白清友嘆了口氣,同類抱團是一種生物天性,尤其是在這個暗藏着諸多規則的社會。
大家尋求溫暖時,也必須學會小心。
有些人是無法接受實話的,尤其是逆己的實話。
那些冷眼再次鑽進白清友的回憶,心照不宣地沉默,毫不顧忌地調侃。
讓他覺得難堪和無措。
可能是同病相憐,白清友放軟了語調:“那你一直以來都很辛苦吧。”
和喜歡的人呆在一起,不敢讓他發現自己的真心。
然後眼睜睜地看着對方,戀愛、結婚。
甚至有一天,晚景悽涼地看着對方兒孫滿堂。
等到臨死回光返照的那一秒,腦子裏可能出現的會是對方笑着說一直以來謝謝你的愛。
“蕭獻,對不起啊。”白清友越想越難受,“我剛才不該那樣針對你。”
你可能只是想,盡可能地和他再多待一會。
蕭獻轉過身,小小的床簾內,他們的視線只隔了一個拳頭的距離。
“哭了?”蕭獻的聲音啞啞的,“你同情我?”
“嗯。”白清友把頭埋在枕頭裏,“我就是覺得你太不容易了。”
“你不怕把自己悶死嗎?”蕭獻捧着白清友的臉,将他從枕頭裏撈了出來。
“悶死總比後悔死強。”白清友閉着眼,不敢看蕭獻。
他又有什麽錯呢?只不過想再以朋友的名義多多陪伴對方而已。而這一份隐秘,卻被自己強行注解成道德敗壞的行為。
仔細一想,明明是自己先放大了前女友的話題,佩佩姐老公才會信致盎然地作死。
蕭獻提到那個所謂的前女友,說不定只是想讓麻痹自己或者讓他們不要多心。
如果蕭獻是品行不好的人,怎麽又會好心地幫自己遞紙擦腿,還把自己送到地鐵站後才離開。

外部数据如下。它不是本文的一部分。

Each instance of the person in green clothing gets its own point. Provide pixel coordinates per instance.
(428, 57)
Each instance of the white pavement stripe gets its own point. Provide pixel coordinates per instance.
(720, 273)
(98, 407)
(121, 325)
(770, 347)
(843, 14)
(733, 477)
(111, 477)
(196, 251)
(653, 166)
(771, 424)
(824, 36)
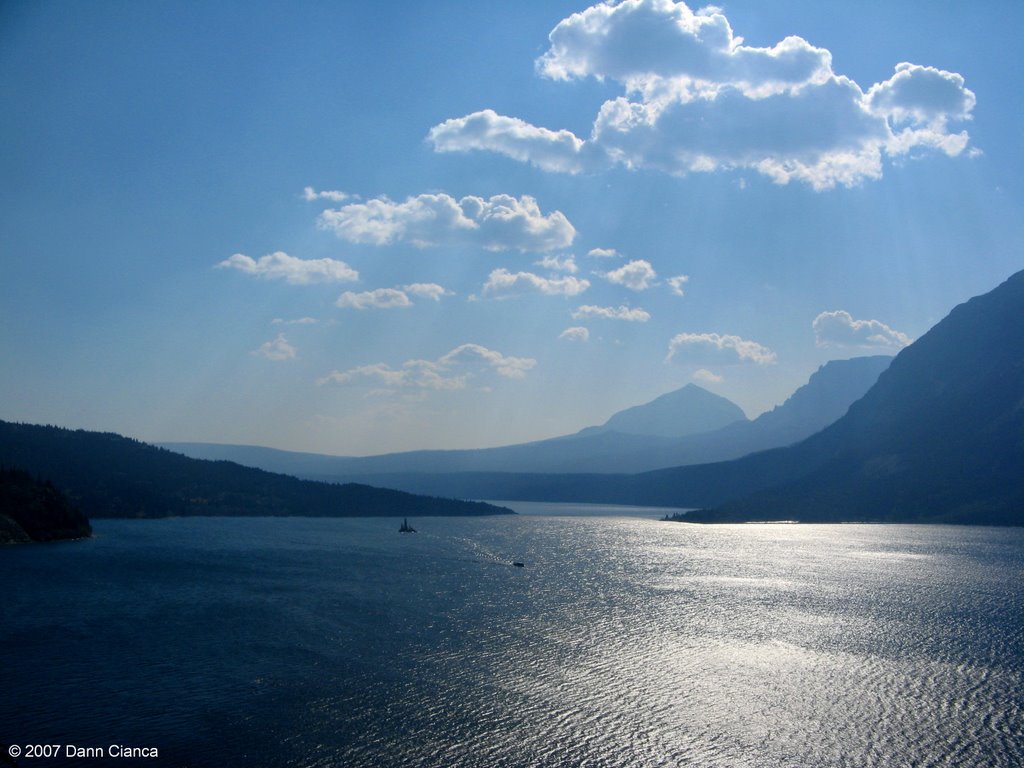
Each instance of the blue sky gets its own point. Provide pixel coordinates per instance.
(354, 227)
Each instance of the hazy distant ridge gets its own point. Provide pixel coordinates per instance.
(107, 475)
(707, 427)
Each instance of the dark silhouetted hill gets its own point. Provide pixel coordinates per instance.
(619, 445)
(939, 438)
(107, 475)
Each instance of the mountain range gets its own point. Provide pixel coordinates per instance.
(687, 426)
(938, 438)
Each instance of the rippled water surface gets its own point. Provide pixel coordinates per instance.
(623, 641)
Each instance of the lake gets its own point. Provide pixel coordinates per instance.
(624, 641)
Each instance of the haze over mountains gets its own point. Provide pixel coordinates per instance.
(938, 438)
(108, 475)
(686, 426)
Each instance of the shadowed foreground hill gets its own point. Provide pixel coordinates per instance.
(33, 510)
(939, 438)
(107, 475)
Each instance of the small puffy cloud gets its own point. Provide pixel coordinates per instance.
(426, 290)
(452, 371)
(719, 346)
(636, 275)
(278, 349)
(280, 265)
(676, 284)
(556, 264)
(498, 223)
(296, 322)
(391, 298)
(503, 284)
(549, 151)
(512, 368)
(332, 195)
(381, 298)
(696, 99)
(632, 314)
(922, 94)
(840, 329)
(705, 376)
(576, 333)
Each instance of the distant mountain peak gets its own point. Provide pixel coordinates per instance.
(689, 410)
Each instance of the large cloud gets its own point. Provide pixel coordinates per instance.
(718, 346)
(452, 371)
(280, 265)
(840, 329)
(699, 100)
(498, 223)
(503, 284)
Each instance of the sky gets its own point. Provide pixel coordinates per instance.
(354, 227)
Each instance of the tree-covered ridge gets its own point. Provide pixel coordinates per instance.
(108, 475)
(33, 509)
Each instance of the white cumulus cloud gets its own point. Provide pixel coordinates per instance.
(576, 333)
(501, 222)
(840, 329)
(276, 349)
(503, 284)
(426, 290)
(706, 376)
(452, 371)
(676, 284)
(632, 314)
(720, 346)
(697, 99)
(636, 275)
(333, 195)
(296, 322)
(380, 298)
(280, 265)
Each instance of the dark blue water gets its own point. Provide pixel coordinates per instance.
(624, 641)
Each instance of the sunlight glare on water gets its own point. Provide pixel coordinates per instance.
(624, 641)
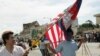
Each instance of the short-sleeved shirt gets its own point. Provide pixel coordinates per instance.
(17, 51)
(67, 48)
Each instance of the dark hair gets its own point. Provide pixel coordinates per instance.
(5, 36)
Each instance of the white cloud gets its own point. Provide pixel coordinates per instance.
(13, 13)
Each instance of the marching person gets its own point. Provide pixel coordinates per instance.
(10, 49)
(68, 46)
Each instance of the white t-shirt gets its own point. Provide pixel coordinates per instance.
(17, 51)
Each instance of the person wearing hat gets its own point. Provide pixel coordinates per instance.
(10, 49)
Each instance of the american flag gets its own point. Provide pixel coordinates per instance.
(56, 34)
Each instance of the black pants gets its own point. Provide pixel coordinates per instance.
(44, 52)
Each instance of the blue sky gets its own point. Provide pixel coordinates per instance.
(13, 13)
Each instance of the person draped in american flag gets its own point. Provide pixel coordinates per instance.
(67, 46)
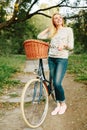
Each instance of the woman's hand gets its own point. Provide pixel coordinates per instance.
(60, 47)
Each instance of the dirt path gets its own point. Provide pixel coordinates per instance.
(75, 118)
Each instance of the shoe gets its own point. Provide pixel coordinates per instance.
(56, 110)
(62, 109)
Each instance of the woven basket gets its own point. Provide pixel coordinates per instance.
(36, 49)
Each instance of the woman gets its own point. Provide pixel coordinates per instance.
(61, 42)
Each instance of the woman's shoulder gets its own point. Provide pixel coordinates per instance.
(68, 28)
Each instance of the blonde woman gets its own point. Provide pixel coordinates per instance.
(61, 42)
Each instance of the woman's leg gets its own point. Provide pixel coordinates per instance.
(59, 72)
(60, 69)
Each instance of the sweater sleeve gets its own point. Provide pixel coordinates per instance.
(44, 34)
(70, 39)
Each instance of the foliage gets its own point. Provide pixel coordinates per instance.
(11, 39)
(80, 33)
(78, 66)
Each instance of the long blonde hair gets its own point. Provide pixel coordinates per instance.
(53, 28)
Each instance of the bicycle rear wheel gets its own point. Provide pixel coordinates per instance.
(34, 103)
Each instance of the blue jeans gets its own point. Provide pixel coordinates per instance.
(57, 69)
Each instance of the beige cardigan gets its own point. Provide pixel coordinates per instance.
(64, 37)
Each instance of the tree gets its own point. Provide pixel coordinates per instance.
(21, 10)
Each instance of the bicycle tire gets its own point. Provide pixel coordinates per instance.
(34, 111)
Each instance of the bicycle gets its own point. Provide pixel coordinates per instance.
(34, 99)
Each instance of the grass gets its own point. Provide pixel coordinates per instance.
(10, 65)
(78, 66)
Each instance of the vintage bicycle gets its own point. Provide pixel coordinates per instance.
(34, 99)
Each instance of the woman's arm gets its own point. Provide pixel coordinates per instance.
(44, 34)
(70, 45)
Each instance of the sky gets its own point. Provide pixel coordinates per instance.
(63, 10)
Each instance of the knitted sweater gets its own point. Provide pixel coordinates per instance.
(64, 37)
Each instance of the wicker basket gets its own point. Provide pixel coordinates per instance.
(36, 49)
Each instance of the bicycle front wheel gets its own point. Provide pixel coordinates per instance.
(34, 103)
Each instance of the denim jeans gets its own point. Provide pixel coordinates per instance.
(57, 69)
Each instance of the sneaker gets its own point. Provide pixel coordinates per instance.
(56, 110)
(62, 109)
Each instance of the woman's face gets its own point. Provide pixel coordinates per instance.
(57, 20)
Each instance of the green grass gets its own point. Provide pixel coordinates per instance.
(78, 66)
(10, 65)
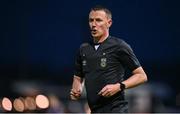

他只是看起來冷淡了一些,話少了一些,也正是這樣,不會為自己辯解,總是被人誤會。
白清友以己度人,壓根不敢想蕭獻為了隐藏自己的愛意到底吃過多少苦頭。
“對不起!”
白清友一把抱過蕭獻的頭,将他緊緊地按在自己并不遼闊的胸膛,恰如兒時找到那只走丢的小狗時,他也是如此。
懷抱着小狗,反複祈求小狗的原諒。
“真的對不起。”
“但是他們已經結婚了,你真的沒有機會的。”
“而且你也看到了,佩佩姐人那麽好那麽善良,你肯定不想傷害她對不對?”
“當然你也是很好的人,你也會有自己的幸福的。”
“從今天開始,你可以把我當你最好的朋友,那些不方便對他們說的話,你可以全部說給我聽。”
“我一定會幫你保密的。”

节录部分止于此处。